I don't think we need to be absolutist and say that it's impossible for some species to have hard-wired behaviors, which may or may not be an evolutionary result of different physiology.

It's just that so many attempts to do this in RPGs have failed to be very creative, and instead have ended up as some variation on the way Europeans have traditionally described people they want to subjugate, and in the game this has been a shorthand for "It's ok to kill me!".

So I think by trying to avoid bioessentialism, and trying to rely on cultural explanations for group behaviors, we can avoid lazy characterizations that evoke actual evil. (That's the irony: relying on some tropes as shorthands for evil, we are actually mirroring genuine evil.)
 

Fair enough, but obviously I consider the payoff worthwhile.

Yeah, but... you aren't doing most of the work, now are you? You don't have skin in the game design, and it is not your product that flops if it doesn't pay off for enough people.

The questions, "Do I personally find this a cool thing to play?" and "How seriously should I consider this as a design for the game I am making?" are two very different questions.
 


(Note: this post is about the behavior of groups of NPCs.
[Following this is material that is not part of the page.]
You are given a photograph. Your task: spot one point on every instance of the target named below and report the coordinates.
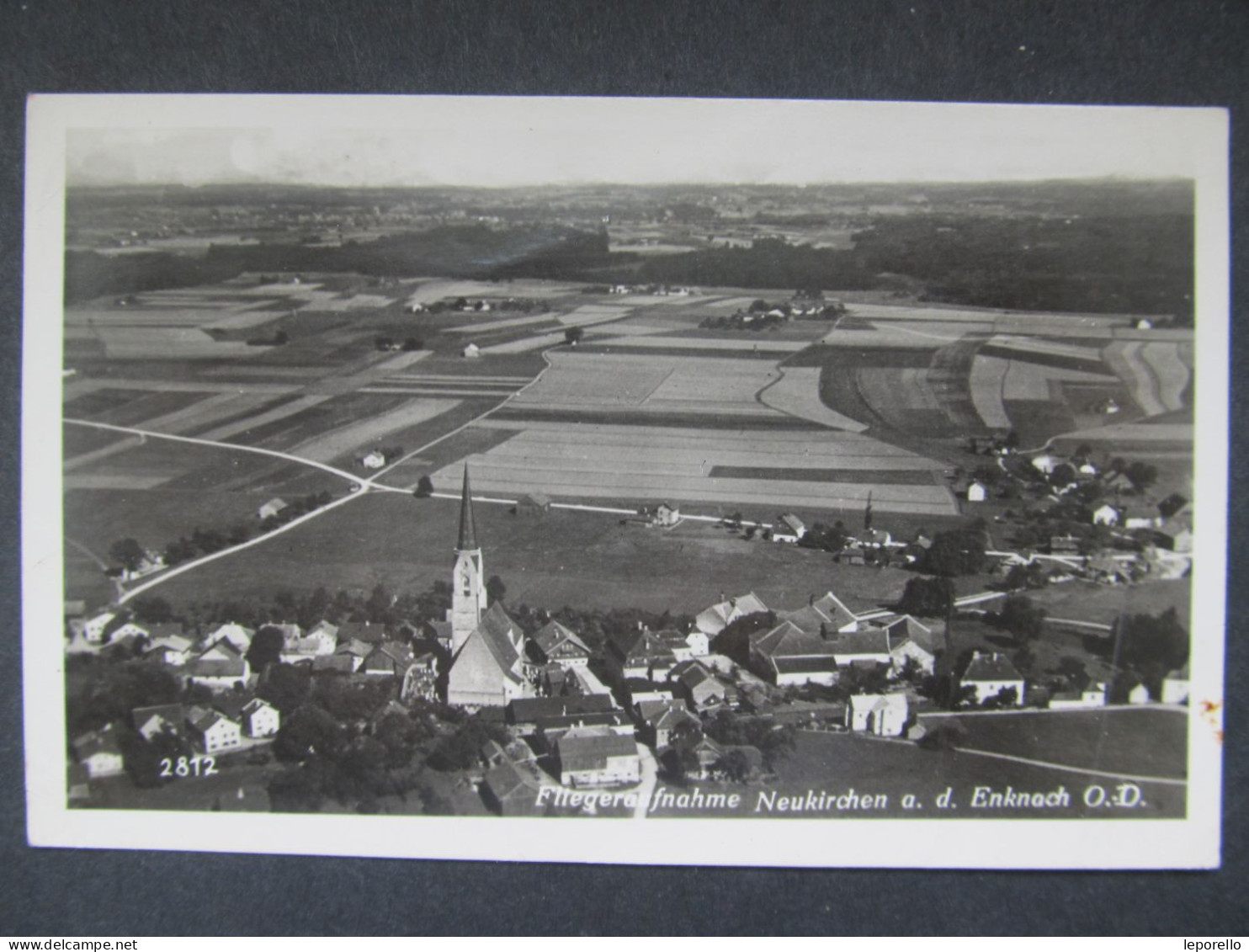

It's not about ASIs, and it's not about how individuals behave, especially PCs.)

I don't think we need to be absolutist and say that it's impossible for some species to have hard-wired behaviors, which may or may not be an evolutionary result of different physiology.

It's just that so many attempts to do this in RPGs have failed to be very creative, and instead have ended up as some variation on the way Europeans have traditionally described people they want to subjugate, and in the game this has been a shorthand for "It's ok to kill me!".

So I think by trying to avoid bioessentialism, and trying to rely on cultural explanations for group behaviors, we can avoid lazy characterizations that evoke actual evil. (That's the irony: relying on some tropes as shorthands for evil, we are actually mirroring genuine evil.)

I'm not sure that if it is significantly better if racist tropes are applied to a culture rather than species. In fact, that's closer to the real life.

And yeh, "these people are born evil" or equivalent is literally the stupidest and laziest way to show that the species tends to have certain type of temperament, and that is definitely not what I mean when I say that species with different biology might also behave differently.